An alternative and more precise method for describing the grammar is known as Backus-Naur form (BNF).

The rules of the language are representing in BNF in the form of productions like so:

non-terminal $\rightarrow$ sequence of non-terminal and terminal symbols (expressions)

Example

<if-else> -> if <lbracket><expression><rbracket><code block>[else <code block>]
<code block> -> <statement> | <lbracket><statement>+<rbrace>

This is extended BNF.

Extended Backus-Naur Form

The following is valid notation:

Notation Description
$\rightarrow$ Rule Definition.
| Or
<name> Non-terminal Symbol
[tokens] Optional Symbols
{tokens} Symbols repeated 0 or more times.
* Symbols repeated 0 or more times (suffix).
+ Symbols repeated 1 or more times (suffix).

Example

This example defines that a varname must start with a letter and may have any number of letters or numbers for the rest of the name.
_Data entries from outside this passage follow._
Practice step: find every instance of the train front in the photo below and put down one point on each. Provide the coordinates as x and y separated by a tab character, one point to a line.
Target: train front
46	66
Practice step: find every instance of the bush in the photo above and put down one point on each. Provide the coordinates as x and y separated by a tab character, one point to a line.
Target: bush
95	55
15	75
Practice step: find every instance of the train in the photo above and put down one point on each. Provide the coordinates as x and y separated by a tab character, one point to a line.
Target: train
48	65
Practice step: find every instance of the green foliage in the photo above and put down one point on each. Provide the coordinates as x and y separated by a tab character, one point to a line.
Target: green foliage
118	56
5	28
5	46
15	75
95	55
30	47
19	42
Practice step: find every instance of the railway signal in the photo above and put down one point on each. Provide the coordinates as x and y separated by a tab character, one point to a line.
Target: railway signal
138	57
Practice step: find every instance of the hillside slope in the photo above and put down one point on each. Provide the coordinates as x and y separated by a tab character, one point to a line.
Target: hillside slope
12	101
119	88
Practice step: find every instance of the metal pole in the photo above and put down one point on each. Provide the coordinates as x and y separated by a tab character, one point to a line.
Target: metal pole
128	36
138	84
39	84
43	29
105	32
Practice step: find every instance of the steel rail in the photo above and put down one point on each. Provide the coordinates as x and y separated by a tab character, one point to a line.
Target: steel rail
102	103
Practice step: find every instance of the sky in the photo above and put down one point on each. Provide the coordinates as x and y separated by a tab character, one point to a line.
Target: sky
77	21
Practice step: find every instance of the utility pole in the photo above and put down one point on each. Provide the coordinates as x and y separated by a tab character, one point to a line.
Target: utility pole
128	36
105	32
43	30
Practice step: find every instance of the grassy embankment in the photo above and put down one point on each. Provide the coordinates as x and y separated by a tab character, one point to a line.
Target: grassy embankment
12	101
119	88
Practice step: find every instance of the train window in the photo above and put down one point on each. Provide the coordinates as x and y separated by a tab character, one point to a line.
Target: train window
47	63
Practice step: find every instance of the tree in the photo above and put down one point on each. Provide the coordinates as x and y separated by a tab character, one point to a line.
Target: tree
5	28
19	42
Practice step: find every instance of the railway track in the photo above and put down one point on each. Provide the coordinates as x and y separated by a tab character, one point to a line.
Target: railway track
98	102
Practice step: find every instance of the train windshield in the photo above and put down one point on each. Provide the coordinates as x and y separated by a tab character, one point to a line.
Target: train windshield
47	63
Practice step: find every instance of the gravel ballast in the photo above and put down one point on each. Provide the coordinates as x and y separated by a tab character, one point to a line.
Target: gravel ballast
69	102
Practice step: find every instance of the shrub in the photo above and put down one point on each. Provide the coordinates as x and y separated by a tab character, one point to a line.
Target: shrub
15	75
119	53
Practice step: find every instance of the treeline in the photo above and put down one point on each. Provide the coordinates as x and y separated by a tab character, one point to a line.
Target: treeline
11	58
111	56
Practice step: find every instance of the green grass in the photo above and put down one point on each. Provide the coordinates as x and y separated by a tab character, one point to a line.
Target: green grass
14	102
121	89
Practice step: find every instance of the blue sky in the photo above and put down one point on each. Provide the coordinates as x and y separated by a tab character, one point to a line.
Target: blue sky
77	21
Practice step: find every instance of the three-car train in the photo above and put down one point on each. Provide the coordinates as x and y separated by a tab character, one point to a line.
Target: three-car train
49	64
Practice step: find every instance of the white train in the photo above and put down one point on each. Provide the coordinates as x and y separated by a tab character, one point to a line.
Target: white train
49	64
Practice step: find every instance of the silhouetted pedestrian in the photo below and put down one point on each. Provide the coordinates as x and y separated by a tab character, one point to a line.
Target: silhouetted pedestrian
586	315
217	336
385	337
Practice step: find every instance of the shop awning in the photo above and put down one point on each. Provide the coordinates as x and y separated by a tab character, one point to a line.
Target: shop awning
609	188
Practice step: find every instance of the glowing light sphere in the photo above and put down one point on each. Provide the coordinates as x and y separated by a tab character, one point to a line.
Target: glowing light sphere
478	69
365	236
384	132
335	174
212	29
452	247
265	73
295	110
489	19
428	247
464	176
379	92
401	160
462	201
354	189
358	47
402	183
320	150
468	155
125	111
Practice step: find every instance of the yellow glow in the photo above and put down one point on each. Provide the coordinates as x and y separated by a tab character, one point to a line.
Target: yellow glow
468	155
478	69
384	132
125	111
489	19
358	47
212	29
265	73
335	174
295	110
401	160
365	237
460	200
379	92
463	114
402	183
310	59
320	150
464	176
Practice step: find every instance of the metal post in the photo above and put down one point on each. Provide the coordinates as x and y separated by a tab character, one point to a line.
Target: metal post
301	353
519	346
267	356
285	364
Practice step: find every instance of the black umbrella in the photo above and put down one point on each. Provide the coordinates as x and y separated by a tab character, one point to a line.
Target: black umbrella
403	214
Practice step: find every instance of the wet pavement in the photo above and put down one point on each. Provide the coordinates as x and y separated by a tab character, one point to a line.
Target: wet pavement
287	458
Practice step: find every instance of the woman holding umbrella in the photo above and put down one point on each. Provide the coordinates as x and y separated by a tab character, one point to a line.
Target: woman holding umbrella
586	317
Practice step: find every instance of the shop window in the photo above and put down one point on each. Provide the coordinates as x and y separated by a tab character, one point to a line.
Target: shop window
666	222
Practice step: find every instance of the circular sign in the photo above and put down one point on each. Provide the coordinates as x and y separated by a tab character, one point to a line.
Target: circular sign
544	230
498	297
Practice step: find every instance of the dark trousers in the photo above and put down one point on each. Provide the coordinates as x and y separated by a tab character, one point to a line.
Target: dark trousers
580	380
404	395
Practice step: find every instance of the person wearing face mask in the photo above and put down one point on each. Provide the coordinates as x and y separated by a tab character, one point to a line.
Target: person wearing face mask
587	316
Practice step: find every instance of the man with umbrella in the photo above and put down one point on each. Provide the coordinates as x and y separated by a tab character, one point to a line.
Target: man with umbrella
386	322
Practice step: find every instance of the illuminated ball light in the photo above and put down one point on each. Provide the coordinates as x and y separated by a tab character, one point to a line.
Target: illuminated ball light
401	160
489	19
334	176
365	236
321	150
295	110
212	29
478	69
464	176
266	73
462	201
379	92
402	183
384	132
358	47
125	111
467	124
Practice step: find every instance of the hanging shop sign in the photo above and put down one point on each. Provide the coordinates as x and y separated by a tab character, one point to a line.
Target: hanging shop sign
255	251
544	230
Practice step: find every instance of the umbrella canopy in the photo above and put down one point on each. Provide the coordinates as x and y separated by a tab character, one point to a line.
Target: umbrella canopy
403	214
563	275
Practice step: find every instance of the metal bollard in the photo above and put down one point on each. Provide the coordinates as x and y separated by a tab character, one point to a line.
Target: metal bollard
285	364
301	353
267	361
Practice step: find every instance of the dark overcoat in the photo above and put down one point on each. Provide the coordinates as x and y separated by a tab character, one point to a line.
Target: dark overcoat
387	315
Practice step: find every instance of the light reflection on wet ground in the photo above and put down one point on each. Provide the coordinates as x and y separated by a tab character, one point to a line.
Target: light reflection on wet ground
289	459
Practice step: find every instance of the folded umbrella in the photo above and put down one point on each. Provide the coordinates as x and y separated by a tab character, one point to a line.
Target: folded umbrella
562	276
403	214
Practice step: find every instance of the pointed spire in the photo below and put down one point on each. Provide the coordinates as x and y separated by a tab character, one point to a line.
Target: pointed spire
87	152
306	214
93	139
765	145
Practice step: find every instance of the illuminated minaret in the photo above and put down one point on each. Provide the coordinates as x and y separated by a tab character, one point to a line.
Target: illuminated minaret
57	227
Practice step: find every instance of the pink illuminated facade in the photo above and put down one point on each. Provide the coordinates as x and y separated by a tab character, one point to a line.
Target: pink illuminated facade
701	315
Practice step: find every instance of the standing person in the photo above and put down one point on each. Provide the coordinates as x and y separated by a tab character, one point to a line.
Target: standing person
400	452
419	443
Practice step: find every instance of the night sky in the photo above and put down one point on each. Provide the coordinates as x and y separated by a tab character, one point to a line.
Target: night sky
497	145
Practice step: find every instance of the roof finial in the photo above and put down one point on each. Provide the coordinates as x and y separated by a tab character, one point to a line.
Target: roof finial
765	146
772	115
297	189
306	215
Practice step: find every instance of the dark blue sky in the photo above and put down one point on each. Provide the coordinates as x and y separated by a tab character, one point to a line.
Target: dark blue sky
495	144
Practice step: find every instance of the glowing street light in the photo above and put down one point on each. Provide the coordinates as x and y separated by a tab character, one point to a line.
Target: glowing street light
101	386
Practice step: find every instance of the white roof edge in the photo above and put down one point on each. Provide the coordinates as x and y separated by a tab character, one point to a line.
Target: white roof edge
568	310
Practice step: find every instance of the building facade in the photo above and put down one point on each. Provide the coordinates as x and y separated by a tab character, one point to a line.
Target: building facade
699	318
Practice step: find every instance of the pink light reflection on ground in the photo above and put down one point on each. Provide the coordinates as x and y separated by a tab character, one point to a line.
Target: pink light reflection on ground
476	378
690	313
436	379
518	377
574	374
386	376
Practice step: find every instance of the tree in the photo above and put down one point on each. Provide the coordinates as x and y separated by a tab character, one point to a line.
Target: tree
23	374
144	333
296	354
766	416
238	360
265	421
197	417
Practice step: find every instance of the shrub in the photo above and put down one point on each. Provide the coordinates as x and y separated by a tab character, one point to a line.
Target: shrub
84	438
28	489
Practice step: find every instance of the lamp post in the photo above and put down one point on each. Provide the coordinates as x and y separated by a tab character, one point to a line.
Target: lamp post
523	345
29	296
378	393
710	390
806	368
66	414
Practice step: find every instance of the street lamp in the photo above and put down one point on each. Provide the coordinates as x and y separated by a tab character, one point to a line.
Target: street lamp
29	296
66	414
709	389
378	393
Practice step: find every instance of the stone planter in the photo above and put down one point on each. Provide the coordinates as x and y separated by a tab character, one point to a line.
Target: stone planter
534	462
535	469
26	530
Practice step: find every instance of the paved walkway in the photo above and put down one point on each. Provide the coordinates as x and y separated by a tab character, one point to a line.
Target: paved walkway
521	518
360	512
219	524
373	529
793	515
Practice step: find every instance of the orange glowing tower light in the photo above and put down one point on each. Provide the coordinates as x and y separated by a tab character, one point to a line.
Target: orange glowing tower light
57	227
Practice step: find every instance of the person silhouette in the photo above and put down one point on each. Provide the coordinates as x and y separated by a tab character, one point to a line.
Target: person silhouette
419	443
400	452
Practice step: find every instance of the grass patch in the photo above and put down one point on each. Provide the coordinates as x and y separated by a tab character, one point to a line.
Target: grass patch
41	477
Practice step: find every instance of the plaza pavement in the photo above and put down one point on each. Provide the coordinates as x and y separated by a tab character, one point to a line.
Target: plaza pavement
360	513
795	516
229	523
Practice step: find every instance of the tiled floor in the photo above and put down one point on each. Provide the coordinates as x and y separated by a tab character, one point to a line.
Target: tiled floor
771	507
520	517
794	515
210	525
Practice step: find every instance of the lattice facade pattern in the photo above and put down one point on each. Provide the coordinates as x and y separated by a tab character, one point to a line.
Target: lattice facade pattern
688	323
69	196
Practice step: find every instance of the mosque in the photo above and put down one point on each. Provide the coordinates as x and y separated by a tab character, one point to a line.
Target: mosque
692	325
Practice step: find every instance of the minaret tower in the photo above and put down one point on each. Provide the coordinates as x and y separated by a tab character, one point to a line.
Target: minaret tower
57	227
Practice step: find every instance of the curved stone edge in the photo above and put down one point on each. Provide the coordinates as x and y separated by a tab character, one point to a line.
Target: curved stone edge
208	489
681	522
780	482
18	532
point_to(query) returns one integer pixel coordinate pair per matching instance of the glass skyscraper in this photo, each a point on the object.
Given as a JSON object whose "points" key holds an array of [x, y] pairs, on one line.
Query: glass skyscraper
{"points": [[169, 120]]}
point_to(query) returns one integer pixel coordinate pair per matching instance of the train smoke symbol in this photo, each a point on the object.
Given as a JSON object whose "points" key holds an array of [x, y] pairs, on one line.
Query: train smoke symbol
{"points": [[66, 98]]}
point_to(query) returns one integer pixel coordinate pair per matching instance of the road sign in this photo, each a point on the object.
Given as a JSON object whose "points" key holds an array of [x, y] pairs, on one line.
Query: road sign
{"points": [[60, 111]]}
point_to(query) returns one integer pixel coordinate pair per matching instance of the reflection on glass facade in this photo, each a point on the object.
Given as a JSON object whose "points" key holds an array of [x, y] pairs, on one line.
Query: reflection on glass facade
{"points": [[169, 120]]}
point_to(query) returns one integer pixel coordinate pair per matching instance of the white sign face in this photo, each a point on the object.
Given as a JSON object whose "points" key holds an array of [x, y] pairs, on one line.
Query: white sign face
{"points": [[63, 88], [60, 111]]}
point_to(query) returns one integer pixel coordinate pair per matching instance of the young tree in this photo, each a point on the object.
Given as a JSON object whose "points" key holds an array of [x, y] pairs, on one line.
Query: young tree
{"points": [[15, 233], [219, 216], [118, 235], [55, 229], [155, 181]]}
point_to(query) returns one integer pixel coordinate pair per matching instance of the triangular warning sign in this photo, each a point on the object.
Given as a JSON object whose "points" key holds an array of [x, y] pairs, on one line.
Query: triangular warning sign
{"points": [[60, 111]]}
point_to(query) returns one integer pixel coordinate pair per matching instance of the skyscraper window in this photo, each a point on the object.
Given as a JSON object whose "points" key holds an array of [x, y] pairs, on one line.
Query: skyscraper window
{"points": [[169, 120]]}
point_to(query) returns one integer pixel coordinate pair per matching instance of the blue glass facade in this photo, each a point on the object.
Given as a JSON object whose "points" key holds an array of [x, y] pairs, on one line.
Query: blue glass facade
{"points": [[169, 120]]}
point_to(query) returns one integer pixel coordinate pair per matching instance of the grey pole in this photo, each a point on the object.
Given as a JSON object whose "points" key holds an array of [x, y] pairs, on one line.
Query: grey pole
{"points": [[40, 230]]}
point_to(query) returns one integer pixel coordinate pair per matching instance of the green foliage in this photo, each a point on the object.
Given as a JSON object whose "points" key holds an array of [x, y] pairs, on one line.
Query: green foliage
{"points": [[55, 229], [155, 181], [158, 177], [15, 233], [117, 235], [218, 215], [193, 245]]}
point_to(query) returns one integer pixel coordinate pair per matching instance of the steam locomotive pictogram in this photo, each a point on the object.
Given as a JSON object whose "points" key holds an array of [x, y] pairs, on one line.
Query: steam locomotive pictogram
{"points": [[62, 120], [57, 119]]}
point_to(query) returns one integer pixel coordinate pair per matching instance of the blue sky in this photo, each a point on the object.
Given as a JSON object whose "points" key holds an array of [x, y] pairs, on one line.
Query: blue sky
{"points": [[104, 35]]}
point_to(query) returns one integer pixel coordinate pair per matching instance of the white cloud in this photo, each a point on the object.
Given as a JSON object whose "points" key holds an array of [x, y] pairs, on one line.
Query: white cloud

<varname> -> <letter>{<letter>|<digit>}
<letter> -> a|b|c|d|e|f|g|h|i|j|k|l|m|n|o|p|q|r|s|t|u|v|w|x|y|z
<digit> -> 0|1|2|3|4|5|6|7|8|9
Valid Invalid
zbc99 7gbh8
a9fg28p 89de8w45x

Parsing

The description of the grammar of a programming languae can consist of lots of rules (the grammar for Java contains around 120 rules).

Given a grammar, a parsing of a program in the language deigned by that grammar consists of determining which of the productions applies in a particular place as one analyses the program.

  • If the program cannot be obtained by the grammar rues, the it is incorrect - there are syntactical mistakes.

The compiler will attempt to show where the error is, by often the parse error happens some way from the actual cause of the problem.